Barratt went forward to a blackened lorry-like vehicle and forced the passenger door open. A charred figure with balled up hands and a rictus grin fell out as Barratt jumped back.
‘Shit!’ he yelped, in spite of himself.
Standing back to move the corpse, he gagged as bits of the charred surface sloughed off from the body. Joss caught the look of horror on Barratt’s face, which was quickly extinguished as he turned to them. ‘Get this man buried…You two, Fielder and Deerman – bury him. Over there,’ he shouted, pointing to the other side of the road. They found an intact blanket amongst the strewn supplies. Joss deftly rolled the corpse into a bundle and they moved it to where Barratt had motioned and where two other bearers were already digging. Moving around to the driver’s door, they saw a blackened stump of what had once been a man, still sitting in the driver’s seat.
Tom stepped back in horror, saw Briggs and the other officers inspecting a covered truck which had careered off the road some yards away; a hastily constructed white flag fluttering helplessly out of the cab window. Barratt was consulting with a lieutenant; Briggs stood with them. Along the road were crates which had obviously been ditched in an attempt to go faster, to get away from the onslaught. The blandness of the items struck Tom: the sacks of potatoes, canned food, letters and trinkets for children and sweethearts, all split open and drifting down the road, spiralling away in little carefree dances and at appalling odds with this acrid centre.
They carried over the stump of the driver and laid the bits by other charcoal-grey men who had been pulled over and laid out and covered over by the bearers.
Briggs opened his mouth to speak but Barratt turned back to the rest of his company and bawled. ‘Company… Attention!’
The men shuffled into line but Tom carried on staring out over the carnage as if he had not heard. Joss noticed just as the sergeant strode forward and roughly pushed Tom back towards the line.
‘You disobey another order, lad, and you’ll be on a charge,’ the sergeant hissed. ‘I’ll take it that you never heard.’
Tom fell in beside Joss, who looked at him with enquiry.
‘I didn’t hear,’ Tom whispered, and coloured up.
‘The burying party will have to continue,’ Barratt addressed the men. ‘We will bury the dead and we will take any of the wounded with us, if there are any. There are shovels in the truck. Take the dead at least fifty yards from the burning area and do not go near the smouldering area or ammunition,’ he added, pointing towards the burnt centre where bullets still exploded, as though in impotent rage.

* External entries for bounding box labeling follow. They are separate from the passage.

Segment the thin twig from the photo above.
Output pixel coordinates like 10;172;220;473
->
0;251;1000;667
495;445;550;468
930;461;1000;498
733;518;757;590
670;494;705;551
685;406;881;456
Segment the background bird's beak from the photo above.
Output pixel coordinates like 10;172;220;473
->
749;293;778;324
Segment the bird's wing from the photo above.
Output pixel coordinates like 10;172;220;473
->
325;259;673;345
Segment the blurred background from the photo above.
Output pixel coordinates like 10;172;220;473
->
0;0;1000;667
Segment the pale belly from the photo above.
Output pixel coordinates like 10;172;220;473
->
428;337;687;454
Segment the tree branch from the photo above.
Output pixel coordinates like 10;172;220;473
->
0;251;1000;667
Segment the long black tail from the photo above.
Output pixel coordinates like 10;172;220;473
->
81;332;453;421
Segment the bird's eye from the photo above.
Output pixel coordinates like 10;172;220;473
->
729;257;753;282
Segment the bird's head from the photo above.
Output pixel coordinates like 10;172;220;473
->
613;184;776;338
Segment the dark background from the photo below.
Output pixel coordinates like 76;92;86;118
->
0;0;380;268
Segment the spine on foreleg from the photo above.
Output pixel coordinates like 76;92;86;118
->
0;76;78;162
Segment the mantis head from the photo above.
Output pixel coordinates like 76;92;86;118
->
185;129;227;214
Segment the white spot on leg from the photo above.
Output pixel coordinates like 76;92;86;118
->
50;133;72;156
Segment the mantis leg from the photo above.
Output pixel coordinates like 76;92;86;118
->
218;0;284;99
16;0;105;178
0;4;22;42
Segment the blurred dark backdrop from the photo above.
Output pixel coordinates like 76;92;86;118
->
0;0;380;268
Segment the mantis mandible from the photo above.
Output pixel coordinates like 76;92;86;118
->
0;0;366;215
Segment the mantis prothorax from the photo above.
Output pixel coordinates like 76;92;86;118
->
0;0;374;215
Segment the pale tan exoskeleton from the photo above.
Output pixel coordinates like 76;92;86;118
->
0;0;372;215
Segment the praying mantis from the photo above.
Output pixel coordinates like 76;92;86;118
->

They found a few bodies, some badly burnt and almost brittle, a few seemingly untouched, except for the tell-tale traces of blood that had seeped out of their ears. Tom helped Joss move the bodies, shadowing him again like the new boy at school. Joss moved with the air of knowing what to do, but did not talk. They dug a mass grave pit with the others and soon the bodies were buried. A pall of shame hung over them as they buried the white flag in the pit. They regrouped after stacking the shovels into the truck and one bearer made a rough cross out of a packing case and put it on the grave with a turtle-shaped helmet. No-one attempted to loot any of the food or belongings.
Tom stood by the roadside staring out over the wide plain, a desert land of destruction, which was now oddly, and wrongly somehow, diffused with an evening, peach-gold light.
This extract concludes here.